Becker’s Healthcare -- Spine and Orthopedic Podcast
James Mooney, Assistant Clinical Professor of Neurosurgery in the Division of Spine Surgery at Virginia Commonwealth University (VCU) | MCV Physicians
02 Dec 2025
On this episode, James Mooney, Assistant Clinical Professor of Neurosurgery in the Division of Spine Surgery at Virginia Commonwealth University (VCU) | MCV Physicians, joins the podcast to discuss the rapidly evolving future of spine surgery. He explores how AI is helping standardize clinical decision-making, the continued growth of minimally invasive and patient-specific technologies, and what increasing AI involvement means for the spine field in the years ahead.
Chapter 1: What is the background of Dr. James Mooney?
This is Carly Beam with the Becker's Spine and Orthopedics Podcast, and today I'm thrilled to be joined by Dr. James Mooney, a spine surgeon at Virginia Commonwealth University. Dr. Mooney, thank you so much for being here today.
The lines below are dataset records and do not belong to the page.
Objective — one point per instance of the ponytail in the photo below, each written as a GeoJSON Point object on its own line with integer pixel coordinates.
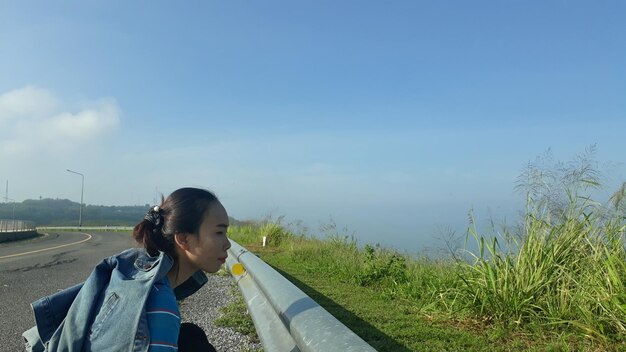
{"type": "Point", "coordinates": [149, 232]}
{"type": "Point", "coordinates": [182, 212]}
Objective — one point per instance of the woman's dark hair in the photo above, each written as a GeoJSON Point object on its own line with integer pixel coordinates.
{"type": "Point", "coordinates": [182, 212]}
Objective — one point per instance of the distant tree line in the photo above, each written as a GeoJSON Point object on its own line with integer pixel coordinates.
{"type": "Point", "coordinates": [64, 212]}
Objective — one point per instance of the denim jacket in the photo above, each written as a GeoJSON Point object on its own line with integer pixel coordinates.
{"type": "Point", "coordinates": [106, 312]}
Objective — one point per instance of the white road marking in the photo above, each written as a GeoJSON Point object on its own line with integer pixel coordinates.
{"type": "Point", "coordinates": [50, 248]}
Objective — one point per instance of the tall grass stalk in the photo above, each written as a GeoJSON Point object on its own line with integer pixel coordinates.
{"type": "Point", "coordinates": [565, 272]}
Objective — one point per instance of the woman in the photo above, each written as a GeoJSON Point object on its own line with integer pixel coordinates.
{"type": "Point", "coordinates": [128, 303]}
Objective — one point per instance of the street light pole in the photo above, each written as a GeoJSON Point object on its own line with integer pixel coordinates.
{"type": "Point", "coordinates": [82, 187]}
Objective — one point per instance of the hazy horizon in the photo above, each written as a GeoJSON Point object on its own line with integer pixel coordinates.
{"type": "Point", "coordinates": [393, 119]}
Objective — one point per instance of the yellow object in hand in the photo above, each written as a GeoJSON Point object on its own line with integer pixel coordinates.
{"type": "Point", "coordinates": [237, 269]}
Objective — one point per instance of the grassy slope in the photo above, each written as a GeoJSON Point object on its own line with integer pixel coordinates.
{"type": "Point", "coordinates": [392, 322]}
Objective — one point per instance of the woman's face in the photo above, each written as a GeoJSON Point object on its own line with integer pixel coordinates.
{"type": "Point", "coordinates": [207, 250]}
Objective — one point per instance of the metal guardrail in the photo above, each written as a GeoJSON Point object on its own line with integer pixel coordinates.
{"type": "Point", "coordinates": [286, 319]}
{"type": "Point", "coordinates": [16, 226]}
Thanks for having me, Carly. I've listened to Becker's in the past, and I think you guys do a great job covering the healthcare system, so I really appreciate the opportunity.
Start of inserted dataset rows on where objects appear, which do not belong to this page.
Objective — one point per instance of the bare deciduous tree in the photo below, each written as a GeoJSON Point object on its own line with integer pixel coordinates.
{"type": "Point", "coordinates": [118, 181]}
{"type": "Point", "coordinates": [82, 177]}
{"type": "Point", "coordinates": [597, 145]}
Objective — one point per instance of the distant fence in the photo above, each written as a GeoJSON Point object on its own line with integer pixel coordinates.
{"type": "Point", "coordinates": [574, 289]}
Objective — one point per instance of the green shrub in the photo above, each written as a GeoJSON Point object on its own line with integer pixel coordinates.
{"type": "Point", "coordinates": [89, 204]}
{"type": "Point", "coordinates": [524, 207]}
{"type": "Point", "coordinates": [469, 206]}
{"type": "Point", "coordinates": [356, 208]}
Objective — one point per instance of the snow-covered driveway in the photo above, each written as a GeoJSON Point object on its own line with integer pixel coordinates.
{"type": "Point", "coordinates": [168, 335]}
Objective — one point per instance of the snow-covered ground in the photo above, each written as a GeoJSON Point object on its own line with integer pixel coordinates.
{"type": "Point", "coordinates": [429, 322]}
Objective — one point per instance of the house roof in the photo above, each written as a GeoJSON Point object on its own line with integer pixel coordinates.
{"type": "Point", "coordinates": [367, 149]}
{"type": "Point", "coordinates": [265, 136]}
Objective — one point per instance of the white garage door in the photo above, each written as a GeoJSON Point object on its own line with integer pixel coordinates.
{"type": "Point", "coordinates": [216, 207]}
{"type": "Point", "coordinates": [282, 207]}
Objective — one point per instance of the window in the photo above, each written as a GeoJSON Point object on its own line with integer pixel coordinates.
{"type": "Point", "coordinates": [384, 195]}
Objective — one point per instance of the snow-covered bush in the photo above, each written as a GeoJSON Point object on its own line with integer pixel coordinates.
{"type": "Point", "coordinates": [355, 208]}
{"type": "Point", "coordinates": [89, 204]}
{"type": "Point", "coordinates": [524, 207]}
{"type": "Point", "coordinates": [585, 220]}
Absolutely. And thank you for your kind words as well. Before we dive into our questions, can you just introduce yourself and share more about your background?
Yeah, so my name is James Mooney. I'm a complex and minimally invasive spine surgeon here at Virginia Commonwealth University in Richmond, Virginia. I'm a new faculty. I did my training down in Birmingham, Alabama at the University of Alabama for seven years in neurosurgery residency, and then I was up in Pittsburgh, Pennsylvania for a complex and minimally invasive spine deformity fellowship.
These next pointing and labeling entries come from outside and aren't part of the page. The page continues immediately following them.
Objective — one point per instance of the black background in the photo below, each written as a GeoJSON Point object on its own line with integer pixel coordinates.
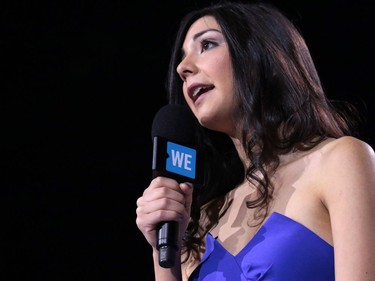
{"type": "Point", "coordinates": [81, 83]}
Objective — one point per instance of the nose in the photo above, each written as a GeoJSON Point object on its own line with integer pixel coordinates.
{"type": "Point", "coordinates": [186, 68]}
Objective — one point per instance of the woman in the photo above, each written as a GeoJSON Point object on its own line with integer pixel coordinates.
{"type": "Point", "coordinates": [292, 195]}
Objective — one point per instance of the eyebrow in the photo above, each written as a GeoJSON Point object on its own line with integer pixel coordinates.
{"type": "Point", "coordinates": [199, 34]}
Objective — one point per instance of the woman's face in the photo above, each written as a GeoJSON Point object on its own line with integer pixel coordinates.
{"type": "Point", "coordinates": [207, 75]}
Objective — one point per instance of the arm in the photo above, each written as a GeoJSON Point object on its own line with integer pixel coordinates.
{"type": "Point", "coordinates": [164, 200]}
{"type": "Point", "coordinates": [349, 194]}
I'm so excited to be in Richmond and growing the program here.
Yeah, it sounds like you have a lot of expertise and just the full gamut of spine surgery. Can you talk about some of the biggest spine trends that you're following in healthcare?
Yeah, of course. So I think, you know, with any field, artificial intelligence is at the forefront of everyone's minds. And so from my standpoint as a complex spine surgeon, you know, I think about what are the areas that AI is going to assist us with in the OR. And so I think there's a number of categories as far as planning for these bigger spine deformity surgeries.
So, you know, that ranges from radiographic planning to the execution of complex spine surgeries. You know, ultimately, I think we're heading towards a future where every surgery is ultimately planned and executed according to evidence-based And that's multifactorial where AI can, number one, help us choose who to operate on. Number two, help us construct our surgical plans.
And then lastly, help us execute the plan in the OR and monitor our progress towards our preoperative goals intraoperatively. And then I think really the next frontier for artificial intelligence and healthcare as a whole and specific to spine surgery is incorporating these AI paradigms into our clinical decision-making.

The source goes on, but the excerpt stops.